The Financial Services Commission plans to comprehensively reflect the effects of interest rate cuts, improved financial access, and corporate governance in evaluating financial companies' inclusive finance performance. It will also expand credit evaluation infrastructure that can more precisely assess the repayment capacity of medium- and low-credit borrowers (people who take out loans) and pursue ways to lower the expense structure so financial companies can supply mid-rate loans.
The Financial Services Commission (FSC) said on the 7th that it held a kickoff meeting of the financial industry subcommittee of the "inclusive finance strategy task force" at the Bankers Association Building in Jung-gu, Seoul, and discussed these measures.
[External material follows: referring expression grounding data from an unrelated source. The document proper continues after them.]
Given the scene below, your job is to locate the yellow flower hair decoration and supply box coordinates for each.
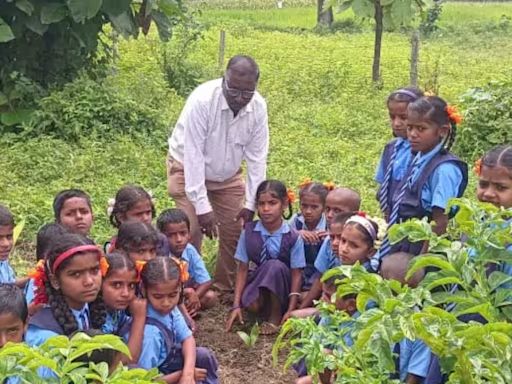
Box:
[287,188,296,204]
[446,105,463,125]
[424,90,436,97]
[473,158,482,176]
[99,257,110,277]
[171,257,190,282]
[323,181,336,191]
[298,178,312,189]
The financial industry subcommittee will focus on tasks such as expanding supply to medium- and low-credit borrowers and easing the interest rate cliff, rationalizing prudential regulations for financial companies, improving the mutual finance institutions system, and building a sustainable inclusive finance evaluation framework.
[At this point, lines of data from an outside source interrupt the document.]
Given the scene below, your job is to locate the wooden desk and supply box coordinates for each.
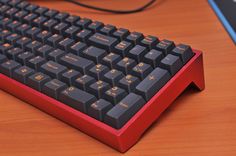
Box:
[1,0,236,155]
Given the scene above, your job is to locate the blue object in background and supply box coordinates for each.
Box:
[208,0,236,44]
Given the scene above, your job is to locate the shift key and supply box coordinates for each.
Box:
[59,86,97,113]
[135,67,171,101]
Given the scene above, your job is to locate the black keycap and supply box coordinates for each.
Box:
[65,15,80,25]
[6,20,21,32]
[127,45,147,62]
[27,55,46,71]
[135,67,171,100]
[13,10,28,21]
[32,16,48,28]
[76,18,92,28]
[104,93,145,129]
[0,0,8,4]
[12,65,35,83]
[143,49,163,68]
[34,7,48,15]
[54,12,69,22]
[74,74,96,91]
[25,40,42,53]
[0,43,12,54]
[0,60,21,77]
[102,52,122,69]
[81,46,107,64]
[0,0,10,4]
[88,21,104,32]
[103,69,124,86]
[25,4,39,12]
[0,54,7,63]
[170,44,194,64]
[58,37,75,51]
[159,54,183,76]
[43,19,58,31]
[61,69,81,85]
[44,9,58,18]
[15,36,31,49]
[99,24,116,35]
[15,23,30,35]
[40,60,67,79]
[88,99,113,121]
[104,86,127,105]
[75,29,92,42]
[16,51,34,65]
[118,74,140,93]
[8,0,22,6]
[88,80,111,98]
[112,28,129,40]
[60,53,95,74]
[16,1,29,9]
[88,64,109,80]
[0,5,10,15]
[70,41,87,55]
[25,27,40,39]
[155,39,175,55]
[5,8,18,18]
[114,41,133,57]
[140,35,159,49]
[42,79,67,99]
[36,45,53,58]
[116,57,137,74]
[0,29,11,41]
[0,18,12,29]
[46,34,63,47]
[88,33,119,51]
[52,22,69,34]
[27,72,51,91]
[5,33,21,45]
[131,62,153,80]
[64,25,80,38]
[6,47,23,60]
[59,86,97,113]
[23,13,38,24]
[126,32,144,45]
[35,30,52,43]
[47,49,66,62]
The subcommittee decided to prepare measures to ease the "interest rate cliff" in the loan market for medium- and low-credit borrowers. According to the Financial Services Commission (FSC), as of the end of March this year, the average interest rate on unsecured loans for mid-credit borrowers was 7.9% per year. By sector, rates ranged from a low of 5.8% to a high of 14.5%. The average rate for borrowers in the bottom 20% reached 13.4% per year. The FSC analyzed that this is because a structure still remains in which rates rise sharply when borrowers (people who take out loans) who cannot pass the bank lending threshold move to the secondary financial sector.
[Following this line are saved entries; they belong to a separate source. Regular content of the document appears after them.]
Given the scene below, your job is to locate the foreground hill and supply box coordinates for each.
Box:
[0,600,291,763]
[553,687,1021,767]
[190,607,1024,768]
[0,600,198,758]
The financial authorities decided to review interest rate reduction measures for medium- and low-credit borrowers, including collaboration models between banks and the secondary financial sector. To that end, they will expand credit evaluation infrastructure that can more precisely assess the repayment capacity of medium- and low-credit borrowers and, at the same time, prepare measures to lower the expense structure so financial companies can supply loans at reasonable rates.
Prudential regulation is also a target for adjustment. The Financial Services Commission (FSC) said it will rationalize regulations that hinder the expansion of inclusive finance. It plans to broadly review risk weights on loans to medium- and low-credit borrowers, asset soundness classification standards related to debt adjustment, and provisions for loan loss reserves.
It will also push to redefine the role of mutual finance institutions. The Financial Services Commission (FSC) will form a separate sub-subcommittee for mutual finance institutions to discuss central-level support for profitability and liquidity for excellent inclusive finance cooperatives, regulatory incentives such as loan-to-deposit ratios, and ways to reflect inclusive finance performance in management evaluations.
An overhaul of the evaluation framework is also under review. The Financial Services Commission (FSC) will embed inclusive finance into financial companies' systems and pursue ways to grant incentives to top-performing institutions. When evaluating financial companies' inclusive finance, it will introduce a plan to comprehensively assess not only the scale of supply but also the effects of interest rate reductions, improvements in borrowers' financial access, arrears prevention, linkage to debt adjustment, and whether a company's internal corporate governance is reflected.
The Financial Services Commission (FSC) plans to prepare institutional improvement measures through sub-subcommittee discussions and sequentially announce them at the inclusive finance grand transition meeting.